Nous suivons surtout les vies de Naomi et de Dawn Dunphy, leur fille respective. L’une deviendra documentariste et l’autre boxeuse professionnelle. Les deux cherchant le père de façon différente.
J’ai été gênée, lorsque les chapitres parlent de la famille Dunphy, de lire et relire jusqu’à la nausée que les bébés avortés étaient vivant et n’avait rien demandé. Comme un leitmotiv enfoncé dans le crane au marteau-pilon.

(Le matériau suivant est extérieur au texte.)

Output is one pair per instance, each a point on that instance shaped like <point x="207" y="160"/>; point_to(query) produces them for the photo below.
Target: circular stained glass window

J’ai eu pitié de Dawn, qui devient DD Dunphy, le marteau de Jésus, cherchant dans la boxe un exutoire pour toute la violence qu’elle ressent suite à la mort de son père. Elle qui commence un sport devenu l’apannage de noirs et des hispaniques américains, elle la petite blanche désargentée et sans formation.
J’ai eu pitié de Jenna, la femme du médecin, qui disparait de la vie de ses enfants car elle ne peut pas faire face à la mort de son mari.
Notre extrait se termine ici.